Desde este punto de vista, el gobierno ocupa un papel estrictamente accesorio. Existe para proteger los derechos que los individuos poseen de forma independiente —no es la fuente de estos derechos. Como dice la Declaración de Independencia, «para garantizar estos derechos [vida, libertad y búsqueda de la felicidad], se instituyen entre los hombres los gobiernos, que derivan sus justos poderes del consentimiento de los gobernados».

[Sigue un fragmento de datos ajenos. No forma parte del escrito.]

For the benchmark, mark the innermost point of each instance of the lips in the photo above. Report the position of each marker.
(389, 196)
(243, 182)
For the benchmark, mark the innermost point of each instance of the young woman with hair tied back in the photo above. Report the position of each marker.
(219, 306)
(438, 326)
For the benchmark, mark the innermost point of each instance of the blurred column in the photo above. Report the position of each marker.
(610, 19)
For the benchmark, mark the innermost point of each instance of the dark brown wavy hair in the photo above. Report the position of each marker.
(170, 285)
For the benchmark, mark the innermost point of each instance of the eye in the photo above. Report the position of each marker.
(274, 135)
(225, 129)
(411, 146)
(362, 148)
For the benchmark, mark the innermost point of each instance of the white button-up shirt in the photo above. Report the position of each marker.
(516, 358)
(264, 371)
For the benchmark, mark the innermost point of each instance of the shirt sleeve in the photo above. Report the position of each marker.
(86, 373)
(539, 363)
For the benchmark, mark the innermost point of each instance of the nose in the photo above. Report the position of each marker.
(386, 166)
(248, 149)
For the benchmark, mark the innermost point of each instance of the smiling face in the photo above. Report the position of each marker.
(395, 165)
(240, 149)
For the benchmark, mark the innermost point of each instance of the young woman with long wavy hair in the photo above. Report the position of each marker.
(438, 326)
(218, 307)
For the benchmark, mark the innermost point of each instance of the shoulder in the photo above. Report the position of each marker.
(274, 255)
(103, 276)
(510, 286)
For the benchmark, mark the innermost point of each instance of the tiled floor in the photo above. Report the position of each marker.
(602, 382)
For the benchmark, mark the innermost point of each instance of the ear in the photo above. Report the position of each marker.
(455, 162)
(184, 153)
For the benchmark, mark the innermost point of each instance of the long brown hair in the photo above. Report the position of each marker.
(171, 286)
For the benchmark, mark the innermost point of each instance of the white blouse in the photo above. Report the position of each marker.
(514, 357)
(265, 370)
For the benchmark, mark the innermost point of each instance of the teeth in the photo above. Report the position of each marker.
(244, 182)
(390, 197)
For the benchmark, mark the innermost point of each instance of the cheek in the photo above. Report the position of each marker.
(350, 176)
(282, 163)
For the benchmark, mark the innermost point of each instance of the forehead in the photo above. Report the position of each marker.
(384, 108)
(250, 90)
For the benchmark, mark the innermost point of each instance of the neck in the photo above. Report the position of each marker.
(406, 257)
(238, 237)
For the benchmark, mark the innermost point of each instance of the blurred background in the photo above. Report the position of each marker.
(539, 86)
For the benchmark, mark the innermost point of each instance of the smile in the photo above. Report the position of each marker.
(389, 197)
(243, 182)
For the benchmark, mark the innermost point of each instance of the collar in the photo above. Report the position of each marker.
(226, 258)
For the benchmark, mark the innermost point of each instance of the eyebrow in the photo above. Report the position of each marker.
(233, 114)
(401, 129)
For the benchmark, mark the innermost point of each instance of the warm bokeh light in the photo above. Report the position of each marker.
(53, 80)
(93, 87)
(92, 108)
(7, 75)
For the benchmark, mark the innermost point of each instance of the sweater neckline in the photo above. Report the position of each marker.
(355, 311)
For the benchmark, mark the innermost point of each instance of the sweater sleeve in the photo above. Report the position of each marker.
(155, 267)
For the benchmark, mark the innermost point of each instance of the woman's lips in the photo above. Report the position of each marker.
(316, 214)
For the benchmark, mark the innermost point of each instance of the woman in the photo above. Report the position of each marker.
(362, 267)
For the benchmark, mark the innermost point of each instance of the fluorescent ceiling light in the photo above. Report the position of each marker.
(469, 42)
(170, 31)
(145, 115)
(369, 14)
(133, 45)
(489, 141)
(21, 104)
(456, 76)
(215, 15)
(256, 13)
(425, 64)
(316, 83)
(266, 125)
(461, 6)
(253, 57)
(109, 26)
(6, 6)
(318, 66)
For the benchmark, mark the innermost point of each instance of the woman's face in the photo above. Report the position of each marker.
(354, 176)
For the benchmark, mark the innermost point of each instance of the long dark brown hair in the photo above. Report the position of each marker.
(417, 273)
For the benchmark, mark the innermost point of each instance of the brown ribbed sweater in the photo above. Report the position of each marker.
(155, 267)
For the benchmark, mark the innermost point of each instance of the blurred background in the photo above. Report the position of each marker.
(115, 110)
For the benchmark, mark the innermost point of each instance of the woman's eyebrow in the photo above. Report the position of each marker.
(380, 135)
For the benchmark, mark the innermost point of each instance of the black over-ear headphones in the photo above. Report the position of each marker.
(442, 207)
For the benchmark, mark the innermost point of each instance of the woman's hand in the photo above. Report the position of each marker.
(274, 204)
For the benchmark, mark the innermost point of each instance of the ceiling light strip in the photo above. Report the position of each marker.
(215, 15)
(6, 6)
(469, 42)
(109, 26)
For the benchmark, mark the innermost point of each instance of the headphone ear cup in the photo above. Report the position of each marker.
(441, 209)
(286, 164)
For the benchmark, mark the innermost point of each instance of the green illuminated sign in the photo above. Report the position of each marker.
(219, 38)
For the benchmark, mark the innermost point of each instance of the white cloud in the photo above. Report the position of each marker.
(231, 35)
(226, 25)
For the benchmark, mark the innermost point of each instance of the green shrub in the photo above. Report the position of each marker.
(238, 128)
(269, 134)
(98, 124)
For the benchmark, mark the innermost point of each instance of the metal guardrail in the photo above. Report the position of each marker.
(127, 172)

Desde este punto de vista, la doctrina de los derechos de los estados no denota derechos que confieren inherentemente al estado, sino derechos que confieren a los individuos que juntos han formado el estado para la defensa y protección de su libertad. Como explica Clyde Wilson, la libertad individual es el núcleo de los derechos de los estados: «para Jefferson, la libertad individual y la soberanía estatal eran indivisibles». Lew Rockwell también profundiza en este punto:
Algunos libertarios se oponen [a la doctrina de los derechos de los estados]. Señalan que sólo los individuos tienen derechos, no los Estados. Eso es cierto, pero los derechos de los estados no están en conflicto con los derechos individuales. El presidente del Instituto Mises, el gran Tom DiLorenzo, explica por qué no: «La idea de los derechos de los estados se asocia más estrechamente con la filosofía política de Thomas Jefferson y sus herederos políticos. El propio Jefferson nunca contempló la idea de que ‘los estados tienen derechos’, como han afirmado algunos de los críticos menos cultos de la idea. Por supuesto que los «estados» no tienen derechos. La esencia de la idea de Jefferson es que si el pueblo ha de ser el amo y no el siervo de su propio gobierno, entonces debe tener algún vehículo con el que controlar a ese gobierno. Ese vehículo, en la tradición jeffersoniana, son las comunidades políticas organizadas a nivel estatal y local. Así es como el pueblo debe supervisar, controlar, disciplinar e incluso abolir, si es necesario, su propio gobierno.
¿Cómo ha llegado entonces la doctrina de los derechos de los estados a estar envuelta en la confusión? Clyde Wilson señala que las razones son en gran medida políticas:
Los derechos de los Estados han caído en desuso no porque no sean sólidos en la historia, en el derecho constitucional o en la teoría democrática. Sigue siendo muy persuasivo sobre todas estas bases para cualquier mente honesta. Ha caído en desuso porque presentaba el obstáculo más poderoso a la consolidación de un poder irresponsable —esa «consolidación» que nuestros antepasados denunciaron como la mayor amenaza a la libertad.
Por esa razón, los derechos de los Estados tuvieron que cubrirse bajo un manto de mentiras y usurpaciones por parte de quienes pensaban que podían gobernarnos mejor de lo que podemos gobernarnos a nosotros mismos. En el momento más crítico, la Guerra entre los Estados, se suprimió por la fuerza y la idea americana del consentimiento de los gobernados fue sustituida por la idea europea de la obediencia. Pero la fuerza sólo puede resolver cuestiones de poder, no de derecho.
La doctrina de los derechos de los estados no queda anulada por el hecho de que los estados del Sur, que lucharon para defender el derecho a la secesión, perdieran la guerra. De ahí que Wilson se haga eco de las proféticas palabras de John C. Calhoun: «Sin un pleno reconocimiento práctico de los derechos y la soberanía de los estados, nuestra unión y nuestra libertad perecerán».